Agile development is a popular topic. So popular that even learning and development teams are talking about it. Robert Winter of CA Technologies raises this question in a preview to his Performance Improvement Conference talk in mid-April, “Is Agile Compatible with Human Performance Technology (HPT)?” And since I am an HPT’er at heart, I believe the answer is, “Yes.”
The article begs the question, “How can I implement agile development methodologies in my learning design team? This is not an easy question to answer since there are so many ways to implement agile. Scrum is one way. And when you start to learn about Scrum, you realize how applicable it is to developing learning content. I thought I would summarize the major events of Scrum, which are detailed in the Scrum Guide. Once you learn about scrum, you will go back to your team and say, “Hey, we gotta do this!"

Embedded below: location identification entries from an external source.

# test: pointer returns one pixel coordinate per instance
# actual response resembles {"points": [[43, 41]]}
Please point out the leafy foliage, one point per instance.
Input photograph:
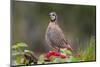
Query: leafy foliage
{"points": [[27, 57]]}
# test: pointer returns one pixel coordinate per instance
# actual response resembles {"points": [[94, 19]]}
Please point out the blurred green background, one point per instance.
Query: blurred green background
{"points": [[30, 20]]}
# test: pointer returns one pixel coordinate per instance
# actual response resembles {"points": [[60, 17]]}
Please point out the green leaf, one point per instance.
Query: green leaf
{"points": [[72, 59], [41, 59], [68, 52], [21, 44]]}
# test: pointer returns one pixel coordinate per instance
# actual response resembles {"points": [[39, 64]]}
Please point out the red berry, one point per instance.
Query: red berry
{"points": [[57, 54], [78, 55], [62, 56], [52, 52]]}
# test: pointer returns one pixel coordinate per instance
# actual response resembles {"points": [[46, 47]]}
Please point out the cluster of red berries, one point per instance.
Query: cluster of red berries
{"points": [[56, 54]]}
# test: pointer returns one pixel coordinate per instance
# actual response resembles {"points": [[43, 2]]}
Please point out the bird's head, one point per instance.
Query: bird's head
{"points": [[53, 16]]}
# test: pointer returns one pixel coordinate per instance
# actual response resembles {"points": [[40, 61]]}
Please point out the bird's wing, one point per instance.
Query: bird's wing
{"points": [[56, 36]]}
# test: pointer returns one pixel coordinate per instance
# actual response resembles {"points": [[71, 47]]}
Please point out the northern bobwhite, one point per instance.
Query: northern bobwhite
{"points": [[54, 36]]}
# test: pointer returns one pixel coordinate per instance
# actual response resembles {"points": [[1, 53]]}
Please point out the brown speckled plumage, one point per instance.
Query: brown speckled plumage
{"points": [[54, 36]]}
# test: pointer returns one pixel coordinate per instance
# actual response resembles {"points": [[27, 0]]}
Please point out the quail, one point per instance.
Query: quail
{"points": [[54, 36]]}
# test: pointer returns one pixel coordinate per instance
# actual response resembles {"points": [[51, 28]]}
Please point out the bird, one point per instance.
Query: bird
{"points": [[54, 36]]}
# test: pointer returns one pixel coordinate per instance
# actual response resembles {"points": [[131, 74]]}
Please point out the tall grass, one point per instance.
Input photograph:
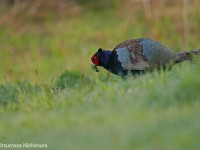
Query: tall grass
{"points": [[49, 94]]}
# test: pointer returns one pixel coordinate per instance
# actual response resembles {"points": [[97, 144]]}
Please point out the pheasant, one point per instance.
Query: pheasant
{"points": [[138, 56]]}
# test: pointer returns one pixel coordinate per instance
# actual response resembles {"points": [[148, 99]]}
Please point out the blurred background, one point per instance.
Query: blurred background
{"points": [[49, 93], [44, 38]]}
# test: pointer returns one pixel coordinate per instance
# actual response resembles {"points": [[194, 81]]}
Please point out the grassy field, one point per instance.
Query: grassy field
{"points": [[49, 93]]}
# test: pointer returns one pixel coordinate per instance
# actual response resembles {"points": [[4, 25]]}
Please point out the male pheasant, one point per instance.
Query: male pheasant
{"points": [[139, 55]]}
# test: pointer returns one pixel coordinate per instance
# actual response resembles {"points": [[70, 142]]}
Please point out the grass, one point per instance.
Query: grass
{"points": [[49, 94]]}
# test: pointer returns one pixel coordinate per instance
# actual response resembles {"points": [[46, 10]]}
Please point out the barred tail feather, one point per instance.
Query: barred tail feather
{"points": [[188, 55]]}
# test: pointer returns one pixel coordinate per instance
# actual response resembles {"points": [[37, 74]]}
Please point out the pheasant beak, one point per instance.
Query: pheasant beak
{"points": [[94, 67]]}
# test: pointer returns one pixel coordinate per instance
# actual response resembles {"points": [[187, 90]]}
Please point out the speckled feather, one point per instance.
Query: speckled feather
{"points": [[139, 55]]}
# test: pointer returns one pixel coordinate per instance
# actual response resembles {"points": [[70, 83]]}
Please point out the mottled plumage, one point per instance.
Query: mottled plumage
{"points": [[138, 55]]}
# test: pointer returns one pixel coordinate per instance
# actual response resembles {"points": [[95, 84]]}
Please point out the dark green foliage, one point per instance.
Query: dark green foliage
{"points": [[27, 88], [8, 94], [71, 79]]}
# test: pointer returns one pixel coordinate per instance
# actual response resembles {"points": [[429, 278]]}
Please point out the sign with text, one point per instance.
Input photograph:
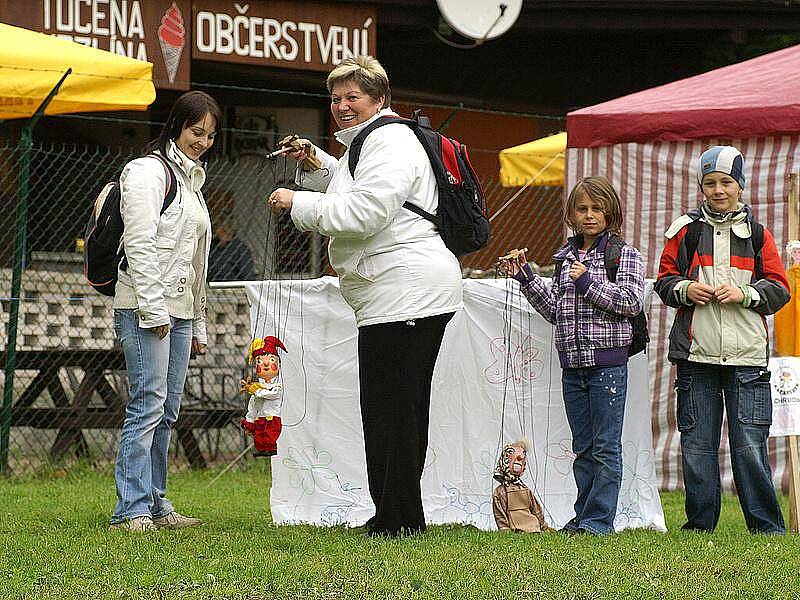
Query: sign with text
{"points": [[149, 30], [296, 35], [785, 384]]}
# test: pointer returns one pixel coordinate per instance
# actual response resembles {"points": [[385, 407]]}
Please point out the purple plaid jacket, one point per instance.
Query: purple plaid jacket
{"points": [[590, 314]]}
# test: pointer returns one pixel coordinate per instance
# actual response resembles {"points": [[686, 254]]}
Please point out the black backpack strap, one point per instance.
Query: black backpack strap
{"points": [[358, 141], [757, 239], [611, 256], [170, 194], [692, 238], [422, 213], [172, 184]]}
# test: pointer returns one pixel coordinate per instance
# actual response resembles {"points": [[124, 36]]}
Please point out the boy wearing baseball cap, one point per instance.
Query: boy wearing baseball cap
{"points": [[722, 272]]}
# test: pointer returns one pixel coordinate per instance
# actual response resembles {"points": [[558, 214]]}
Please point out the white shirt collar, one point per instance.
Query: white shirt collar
{"points": [[195, 173], [346, 136]]}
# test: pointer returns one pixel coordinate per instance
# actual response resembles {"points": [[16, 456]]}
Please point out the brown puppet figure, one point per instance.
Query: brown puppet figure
{"points": [[263, 420], [515, 507]]}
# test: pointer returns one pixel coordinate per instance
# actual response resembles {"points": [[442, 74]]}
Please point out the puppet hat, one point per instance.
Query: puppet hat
{"points": [[267, 345]]}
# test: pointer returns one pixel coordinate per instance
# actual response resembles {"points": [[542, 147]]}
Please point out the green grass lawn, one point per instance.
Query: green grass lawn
{"points": [[55, 543]]}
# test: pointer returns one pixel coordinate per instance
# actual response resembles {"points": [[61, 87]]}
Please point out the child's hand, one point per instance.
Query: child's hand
{"points": [[576, 270], [700, 293], [728, 294], [512, 262]]}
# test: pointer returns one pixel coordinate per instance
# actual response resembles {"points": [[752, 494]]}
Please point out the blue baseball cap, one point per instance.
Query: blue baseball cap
{"points": [[721, 159]]}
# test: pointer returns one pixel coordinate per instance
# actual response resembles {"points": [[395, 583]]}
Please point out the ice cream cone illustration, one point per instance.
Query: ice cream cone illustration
{"points": [[171, 34]]}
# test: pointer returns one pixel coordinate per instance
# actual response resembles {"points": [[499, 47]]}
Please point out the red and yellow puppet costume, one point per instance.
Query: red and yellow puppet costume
{"points": [[263, 420]]}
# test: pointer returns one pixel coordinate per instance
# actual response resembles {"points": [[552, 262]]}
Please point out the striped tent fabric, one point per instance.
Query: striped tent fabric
{"points": [[657, 183]]}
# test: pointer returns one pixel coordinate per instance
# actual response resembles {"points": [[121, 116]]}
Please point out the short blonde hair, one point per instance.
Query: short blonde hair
{"points": [[367, 73], [597, 189]]}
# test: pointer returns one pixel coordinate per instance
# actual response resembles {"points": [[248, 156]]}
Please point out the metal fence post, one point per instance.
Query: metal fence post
{"points": [[26, 146]]}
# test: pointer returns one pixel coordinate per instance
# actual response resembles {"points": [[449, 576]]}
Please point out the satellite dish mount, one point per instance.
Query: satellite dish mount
{"points": [[477, 19]]}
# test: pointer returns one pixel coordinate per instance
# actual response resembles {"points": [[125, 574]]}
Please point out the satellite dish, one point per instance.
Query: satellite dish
{"points": [[480, 20]]}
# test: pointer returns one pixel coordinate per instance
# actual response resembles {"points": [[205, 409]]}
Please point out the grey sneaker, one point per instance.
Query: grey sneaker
{"points": [[176, 520], [138, 524]]}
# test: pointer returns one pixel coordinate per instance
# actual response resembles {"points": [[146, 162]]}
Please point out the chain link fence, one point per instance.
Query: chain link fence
{"points": [[69, 382]]}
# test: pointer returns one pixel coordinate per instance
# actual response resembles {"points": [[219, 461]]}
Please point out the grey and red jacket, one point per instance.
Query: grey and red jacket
{"points": [[590, 314], [722, 334]]}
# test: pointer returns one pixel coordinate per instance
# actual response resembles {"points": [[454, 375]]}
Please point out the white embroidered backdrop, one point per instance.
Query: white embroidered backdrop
{"points": [[497, 378]]}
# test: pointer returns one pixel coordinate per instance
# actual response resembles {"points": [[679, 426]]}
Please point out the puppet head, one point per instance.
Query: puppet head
{"points": [[793, 252], [512, 462], [263, 355]]}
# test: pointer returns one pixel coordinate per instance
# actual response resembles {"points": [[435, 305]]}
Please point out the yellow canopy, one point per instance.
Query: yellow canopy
{"points": [[32, 63], [542, 159]]}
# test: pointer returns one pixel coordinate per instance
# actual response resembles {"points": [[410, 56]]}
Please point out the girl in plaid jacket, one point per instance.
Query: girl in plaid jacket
{"points": [[592, 333]]}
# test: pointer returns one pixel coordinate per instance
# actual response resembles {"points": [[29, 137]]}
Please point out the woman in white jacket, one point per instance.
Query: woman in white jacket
{"points": [[160, 305], [395, 272]]}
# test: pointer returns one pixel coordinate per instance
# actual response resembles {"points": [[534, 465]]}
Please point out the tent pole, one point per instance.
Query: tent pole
{"points": [[26, 147], [794, 460]]}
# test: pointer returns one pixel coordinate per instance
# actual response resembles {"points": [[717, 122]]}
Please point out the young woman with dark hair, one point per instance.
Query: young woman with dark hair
{"points": [[160, 304]]}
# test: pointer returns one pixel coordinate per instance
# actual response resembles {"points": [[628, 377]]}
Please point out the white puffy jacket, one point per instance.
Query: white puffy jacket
{"points": [[166, 262], [392, 264]]}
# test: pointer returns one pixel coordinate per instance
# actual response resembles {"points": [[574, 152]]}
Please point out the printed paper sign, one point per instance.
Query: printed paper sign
{"points": [[785, 384]]}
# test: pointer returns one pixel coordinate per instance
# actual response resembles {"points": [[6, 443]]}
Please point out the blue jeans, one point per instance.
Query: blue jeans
{"points": [[156, 376], [594, 399], [701, 390]]}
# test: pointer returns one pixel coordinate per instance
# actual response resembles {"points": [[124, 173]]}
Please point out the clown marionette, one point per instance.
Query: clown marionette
{"points": [[263, 420], [515, 507]]}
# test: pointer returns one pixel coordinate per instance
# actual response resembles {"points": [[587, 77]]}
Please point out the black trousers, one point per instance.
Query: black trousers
{"points": [[395, 368]]}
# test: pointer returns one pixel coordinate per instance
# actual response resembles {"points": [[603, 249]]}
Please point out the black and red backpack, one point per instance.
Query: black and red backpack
{"points": [[461, 217], [103, 252]]}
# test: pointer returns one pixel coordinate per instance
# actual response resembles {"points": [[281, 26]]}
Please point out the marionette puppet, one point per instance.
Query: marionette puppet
{"points": [[514, 505], [263, 420]]}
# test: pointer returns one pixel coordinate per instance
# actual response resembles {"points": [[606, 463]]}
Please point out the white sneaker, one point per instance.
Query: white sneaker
{"points": [[138, 524], [176, 520]]}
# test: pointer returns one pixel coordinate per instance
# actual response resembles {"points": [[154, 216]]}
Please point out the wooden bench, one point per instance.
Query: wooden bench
{"points": [[70, 417]]}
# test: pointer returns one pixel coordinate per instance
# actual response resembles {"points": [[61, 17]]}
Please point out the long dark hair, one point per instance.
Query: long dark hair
{"points": [[187, 110]]}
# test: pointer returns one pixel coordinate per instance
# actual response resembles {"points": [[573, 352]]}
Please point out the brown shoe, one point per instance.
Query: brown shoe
{"points": [[137, 524], [176, 520]]}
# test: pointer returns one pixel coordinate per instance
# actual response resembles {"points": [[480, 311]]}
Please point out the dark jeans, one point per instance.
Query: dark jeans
{"points": [[594, 399], [701, 389], [395, 368]]}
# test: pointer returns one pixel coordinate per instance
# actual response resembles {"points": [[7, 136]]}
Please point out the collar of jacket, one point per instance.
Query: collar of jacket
{"points": [[739, 219], [195, 173], [346, 136], [575, 243]]}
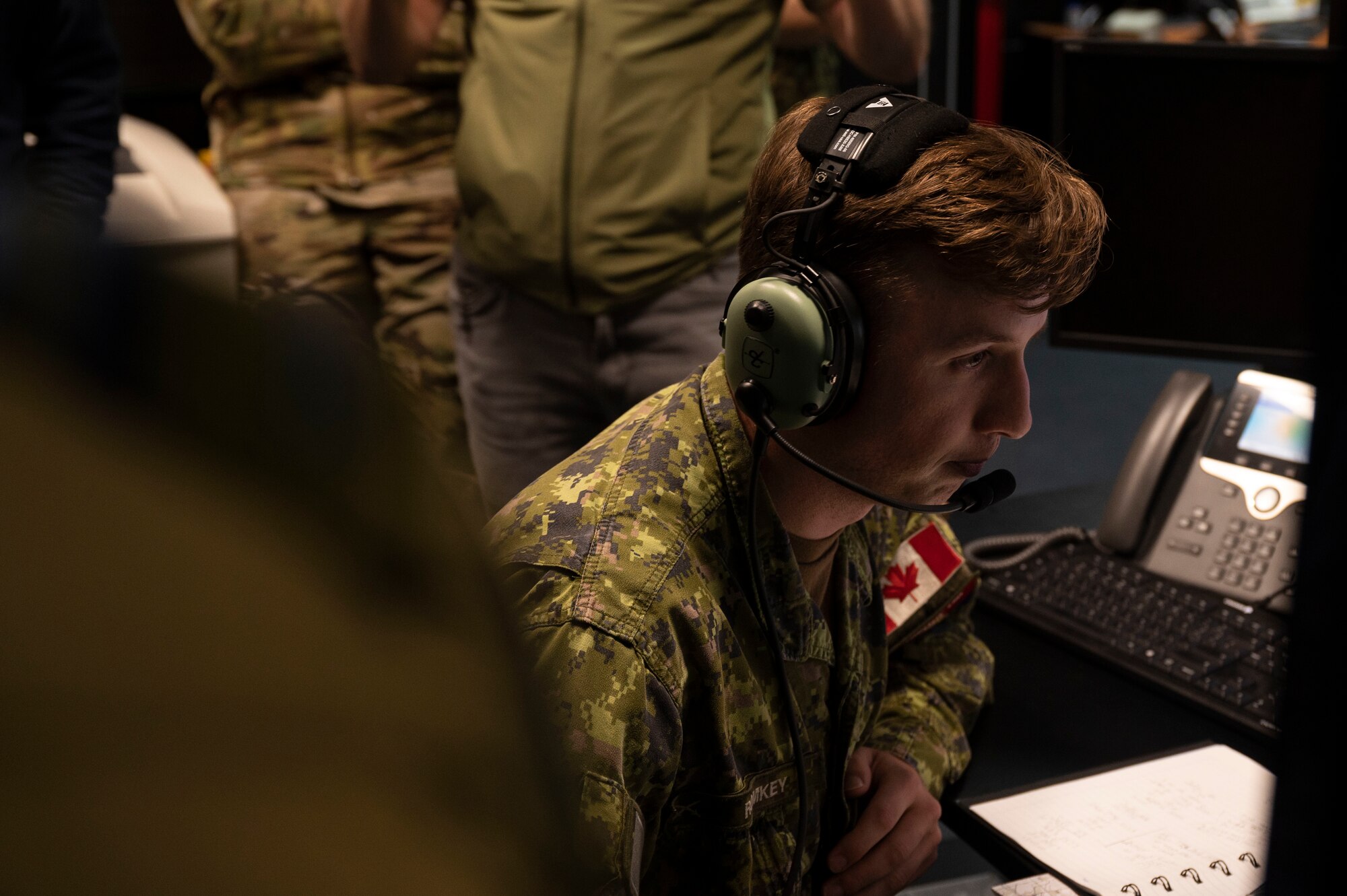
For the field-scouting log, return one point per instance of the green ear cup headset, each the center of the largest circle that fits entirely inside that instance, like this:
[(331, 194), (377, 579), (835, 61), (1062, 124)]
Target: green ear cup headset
[(794, 335)]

Here are the five major events in Scrum.
A Sprint is a window of time (one-month, for example) during which a specified body of work is completed and, at the end of which, a feature, product, or some other “product increment” is created. In the world of learning design, a Sprint could produce and added module to an existing course or it could produce updates to an existing enterprise software training course when the software has had a major update. Once a Sprint is completed, a new Sprint begins and tackles new tasks. Sprints repeats until a product is completed or in perpetuity depending on the product.
Here is how it would work on your learning design team:
All the work that needs to be done in a Sprint is listed during a Sprint Planning process. Let’s say you need to update a software training course because a new version of the software is being released. A Sprint Planning process would list everything that needs to be changed in the course. Then decisions will be made about what can get done during the Sprint time frame. This is the hard part because it is unlikely that everything can get done during the time frame you have. In other words, maybe you can replace all of the screen shots, re-write scripts, re-record the audio, but you are not sure if you can redesign the course template, like you have always wanted. During the Sprint Planning process you must make a decision to not update the template during this Sprint, but that you will do it during the next Sprint. The key is that everyone on the team is clear about what will get done during that Sprint and who will do it.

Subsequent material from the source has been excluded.